For the record, these days, I assume just about everything I see online is either manipulated, spiked with emotion or vitirol, or outright fake - unless it’s from a known and trusted sorce. Otherwise, the sheer volume of bad information masquerading as news has forced me to seek second and third sources to verify most everything I read.
Local news is the best way to break through the noise of our curated, manipulated, and harmful online bubbles created by the algorithms we constantly feed - and that in turn reward us with more of what we’ve shown we already crave.
So, what does the local reporting say? I’ll let you read for yourself. You should be able to get a few free stories from this site. But there are a few points I want to call out.
Here’s the local reporting on the issue of whether the child was being helped by ICE agents:
“Department of Homeland Security spokeswoman Tricia McLaughlin said in a statement that ICE “did NOT target a child” and that as agents approached Arias’ car, he fled on foot. “For the child’s safety, one of our ICE officers remained with the child while the other officers apprehended Conejo Arias,” she said.
School leaders say that several bystanders disputed that account, adding that the father ran to the house to alert his wife not to open the door.
School Board Chair Mary Granlund said she arrived while agents were still on scene and heard adults plead with them not to take the child, offering to care for him.

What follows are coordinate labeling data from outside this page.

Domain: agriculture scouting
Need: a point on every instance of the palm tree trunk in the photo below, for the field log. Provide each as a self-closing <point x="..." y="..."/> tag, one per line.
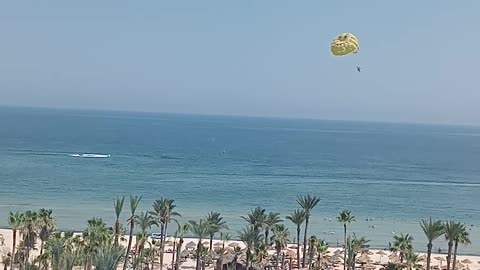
<point x="179" y="249"/>
<point x="117" y="231"/>
<point x="305" y="241"/>
<point x="162" y="244"/>
<point x="429" y="254"/>
<point x="449" y="256"/>
<point x="211" y="242"/>
<point x="267" y="231"/>
<point x="276" y="259"/>
<point x="248" y="258"/>
<point x="298" y="246"/>
<point x="199" y="250"/>
<point x="13" y="247"/>
<point x="173" y="253"/>
<point x="345" y="246"/>
<point x="455" y="255"/>
<point x="130" y="238"/>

She and others also told agents that school officials could help.
“There was ample opportunity to safely hand that child off to adults,” Granlund said. She said she believed the boy’s mother was inside the home and afraid to open the door as agents surrounded it.”
I also thought this added context from the story and the effect on schools and students was heartbreaking…
“After moving recess inside because of nearby enforcement activity, Stenvik said she heard one elementary schooler ask her to confirm if recess couldn’t be outside “because of ICE.”
Also in this edition of the local newspaper, you’ll see a story about a local 23-year-old woman, a U.S. Citizen born here, who was beaten and detained for two days. You’ll also be able to read about how in-person attendance at local schools is alarmingly low, due to students and families fearful of ICE raids targeting students while they’re at school.
In this moment, I think back to my childhood in Nickerson, and my days running the unfenced playgrounds at Nickerson Elementary School. I can’t imagine what it must be like for some of these kids to be aware of the dangers they face. To worry if today is the day their lives change forever. I wonder, too, how our actions today will reveal themselves to us 20 or 30 years down the road.
My mom used to sing me a church tune that I heard in Sunday School just about every week. She loved it so much, I wondered if it was her favorite song in the whole wide world.
It has remained in my head to this day. If I think about it, I can hear my Mom and my Sunday School teachers singing it. At the time, it made me feel special and loved, and safe in the idea that all of my friends were loved, too.
Nowadays, I wonder if the people who sang that song to me really ever believed it at all. Or maybe Jesus just loves some of the children.








Thanks, Jason. Like you, my first rule of catastrophe engagement is to find that community's local newspaper or TV online and check them for the facts. The Star Tribune has been putting out an astonishing amount of news. Well worth following.
This immediately transported me back to when you were at the News and how valuable your writing was to help people make sense of the Brownback administration and cut thru the propaganda and spin.